European Paper Wasp
The European paper wasp (Polistes dominula) is the common name for an invasive wasp that arrived in the northeastern United States around 1981. This wasp is slowly spreading and forcing out native paper wasps. There are about 300 different kinds or species of paper wasps living in the world.
Interesting Paper Wasp Facts
Paper wasps do not have barbs on the end of their stinger. This means they can repeatedly sting a single individual. And when they do sting, they release a chemical odor that infuriates and alarms other wasps in the immediate area to attack and sting as well.
Paper wasps start a new nest each spring from a single queen that mated the prior fall. Only queens that mate can make it through the winter.
Paper wasp nests are often in unusal locations such as playground swing supports, in lower bushes and in small voids.
European paper wasps are superficially similar to a yellowjacket because of their black and yellow color but can be recognized by their dangling legs as they fly and their more slender body shape. This species builds its nests behind walls, in small voids, in bushes and wherever it can find a void. This is an aggressive wasp that often stings people when they approach their nest.

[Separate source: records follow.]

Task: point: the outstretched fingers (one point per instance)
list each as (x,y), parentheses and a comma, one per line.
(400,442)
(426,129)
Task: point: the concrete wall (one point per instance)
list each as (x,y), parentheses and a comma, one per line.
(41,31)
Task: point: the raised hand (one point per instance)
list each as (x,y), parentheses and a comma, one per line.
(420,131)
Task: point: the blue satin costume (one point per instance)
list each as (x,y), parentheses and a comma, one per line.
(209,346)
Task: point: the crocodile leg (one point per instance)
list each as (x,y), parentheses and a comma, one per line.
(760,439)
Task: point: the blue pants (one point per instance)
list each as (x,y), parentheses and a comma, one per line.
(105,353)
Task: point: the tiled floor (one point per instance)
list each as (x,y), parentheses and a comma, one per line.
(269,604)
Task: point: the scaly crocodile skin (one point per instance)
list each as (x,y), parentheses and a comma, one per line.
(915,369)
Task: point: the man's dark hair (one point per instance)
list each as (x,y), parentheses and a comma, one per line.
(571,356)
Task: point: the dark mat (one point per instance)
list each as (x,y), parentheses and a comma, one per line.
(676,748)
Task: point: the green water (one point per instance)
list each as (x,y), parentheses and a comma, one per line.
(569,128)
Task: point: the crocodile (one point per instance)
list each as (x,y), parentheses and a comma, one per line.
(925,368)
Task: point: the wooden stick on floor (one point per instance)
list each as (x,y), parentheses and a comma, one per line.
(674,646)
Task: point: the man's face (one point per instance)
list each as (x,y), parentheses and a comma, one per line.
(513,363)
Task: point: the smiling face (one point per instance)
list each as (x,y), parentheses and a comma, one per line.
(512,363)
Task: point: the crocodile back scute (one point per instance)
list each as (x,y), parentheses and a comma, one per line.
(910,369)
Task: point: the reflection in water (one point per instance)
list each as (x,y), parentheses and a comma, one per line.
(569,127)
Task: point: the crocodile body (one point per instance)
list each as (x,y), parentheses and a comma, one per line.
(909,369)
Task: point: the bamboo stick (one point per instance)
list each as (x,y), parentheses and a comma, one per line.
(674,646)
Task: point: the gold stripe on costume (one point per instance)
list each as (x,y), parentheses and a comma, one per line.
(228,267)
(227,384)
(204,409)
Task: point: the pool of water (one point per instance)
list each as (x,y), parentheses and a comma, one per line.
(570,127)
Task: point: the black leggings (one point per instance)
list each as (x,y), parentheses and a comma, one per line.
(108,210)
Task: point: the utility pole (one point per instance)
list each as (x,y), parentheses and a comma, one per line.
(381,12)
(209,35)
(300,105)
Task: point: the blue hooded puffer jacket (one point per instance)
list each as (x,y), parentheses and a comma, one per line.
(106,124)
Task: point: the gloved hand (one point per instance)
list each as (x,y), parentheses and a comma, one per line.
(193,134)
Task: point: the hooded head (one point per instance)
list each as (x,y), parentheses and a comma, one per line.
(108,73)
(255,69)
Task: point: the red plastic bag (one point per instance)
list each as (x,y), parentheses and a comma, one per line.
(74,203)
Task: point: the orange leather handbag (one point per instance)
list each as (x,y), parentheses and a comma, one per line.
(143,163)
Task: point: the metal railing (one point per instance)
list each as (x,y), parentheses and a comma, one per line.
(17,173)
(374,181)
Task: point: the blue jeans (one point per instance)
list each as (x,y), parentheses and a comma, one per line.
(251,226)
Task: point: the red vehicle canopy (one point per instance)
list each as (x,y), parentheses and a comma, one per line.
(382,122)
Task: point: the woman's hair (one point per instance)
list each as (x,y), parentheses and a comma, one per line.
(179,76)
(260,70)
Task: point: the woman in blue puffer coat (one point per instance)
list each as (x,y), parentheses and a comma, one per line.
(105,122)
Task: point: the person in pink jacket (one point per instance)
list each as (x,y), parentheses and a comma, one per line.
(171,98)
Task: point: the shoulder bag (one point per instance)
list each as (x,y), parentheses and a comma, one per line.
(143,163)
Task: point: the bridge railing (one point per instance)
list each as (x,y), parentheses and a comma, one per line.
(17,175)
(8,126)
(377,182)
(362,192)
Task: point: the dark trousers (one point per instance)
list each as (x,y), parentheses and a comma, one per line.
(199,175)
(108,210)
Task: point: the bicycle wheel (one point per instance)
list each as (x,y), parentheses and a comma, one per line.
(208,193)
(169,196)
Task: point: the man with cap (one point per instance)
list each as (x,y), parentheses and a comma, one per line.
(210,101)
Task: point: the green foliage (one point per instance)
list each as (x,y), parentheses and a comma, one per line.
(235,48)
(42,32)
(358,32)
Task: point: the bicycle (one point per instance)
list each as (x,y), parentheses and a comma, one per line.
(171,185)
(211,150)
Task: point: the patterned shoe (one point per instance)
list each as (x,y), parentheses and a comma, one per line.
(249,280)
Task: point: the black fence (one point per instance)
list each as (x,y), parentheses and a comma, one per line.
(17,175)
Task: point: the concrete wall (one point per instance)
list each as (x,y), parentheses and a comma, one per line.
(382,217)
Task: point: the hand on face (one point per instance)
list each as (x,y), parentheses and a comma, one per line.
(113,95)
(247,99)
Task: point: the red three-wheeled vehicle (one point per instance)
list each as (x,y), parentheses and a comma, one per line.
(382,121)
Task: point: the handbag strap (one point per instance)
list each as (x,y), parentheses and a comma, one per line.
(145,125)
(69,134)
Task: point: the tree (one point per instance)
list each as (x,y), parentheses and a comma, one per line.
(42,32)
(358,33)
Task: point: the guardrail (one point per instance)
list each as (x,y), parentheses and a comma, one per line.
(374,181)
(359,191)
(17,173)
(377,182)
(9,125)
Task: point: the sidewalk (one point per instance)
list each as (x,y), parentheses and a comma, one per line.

Paper wasps are frequent scavengers and they are often encountered during cookouts, around dumpsters and in trash receptacles. Many people are stung as they accidently get near or brush up against a hidden nest.
All paper wasps are social insects and they aggressively protect their nest by powerful stings. Nests are created new each spring by overwintering mated queens. The workers expand the nest during the spring and summer. In the fall, after the males and females mate, the males rapidly die and the females overwinter and begin a new nest the following spring. Paper wasps capture large quantities of insects. When paper wasps start their new nests in the spring, they are most vulnerable before they produce workers that can protect the nest. These nests are difficult to locate due to their small size. Once the nest is larger and workers are foraging, you can follow workers as they return to the nest. It is always a good idea to find the paper wasp nest before these wasps find you.
Preventing Paper Wasp Stings
Paper wasps can sting many times, and unlike bees that have a barbed sting, paper wasps usually do not die after stinging. Once stung, the victim is marked by an alarm odor that excites nearby wasps to repeatedly sting the hapless victim. Many are hospitalized while others experience considerable pain from the venom. People who have a history of allergies, heart problems, or known sensitivity to stings should be very careful and seek medical advice when stung.
Most people only suffer temporary pain when stung. This pain can be reduced by cooling the affected area with cold water or ice. If possible, capture the wasp for identification. The venom of wasps can be used to desensitize people who have severe sting allergies. When stung out of doors, immediately vacate the area to distance yourself from a possible wasp nest. The best policy is to prevent wasp stings. When encountering a wasp, remain calm, especially if you are driving down the highway at high speeds. Pull over, stop and open all car windows to let the wasp escape before continuing. Look carefully for nests before doing yard or outdoor work. Wear foot protection out of doors.
Do not eat tuna, chicken or other smelly foods outdoors when and where wasps are actively hunting for food. Wasps may enter soft drink containers before you lift them to your mouth since wasps are attracted to strong food odors. Wash hands and mouths of children before sending them out to play.
Wasps from several nests may be active in the same vicinity. When a single wasp finds food, it must return to the nest, share its food with the colony and then return to the food alone. Other wasps in the area may observe feeding by this individual and are then attracted to the immediate area by what scientists call social facilitation. When there are several wasps feeding, then even more wasps are attracted to the food.
There are wasp traps available that use food bait and an attractant inside of a clear container. Wasps are unable to exit the inverted cone trap as long as the container is kept upright and in the light. Effective lures for these traps are Grenadine syrup, tuna or coke. It is a good idea to place these traps along the perimeter of a picnic area before food is brought out to eat. Bring the food out just before you are ready to eat, eat quickly and clean up right away to avoid encountering numbers of these wasps. There are many stories of individuals who tried to use chemicals to control wasps and they ended up with multiple stings. Leave such heroics to professional pest control operators who should wear personal protective equipment.
It is possible to observe wasps returning from their food source to their nest. By setting out small chunks of tuna, you can watch struggling wasps slowly fly at a fast walking pace back to their nest. This technique, called making a bee line, is made even more effective if you are patient enough to keep placing the food closer and closer to the nest until it is found. It is better to find and have nests eliminated in the early summer rather than wait until their numbers are built up to maximum at the end of the season.
Wasps are an important part of nature and your best defense against being stung is to learn as much as you can about their biology and behavior.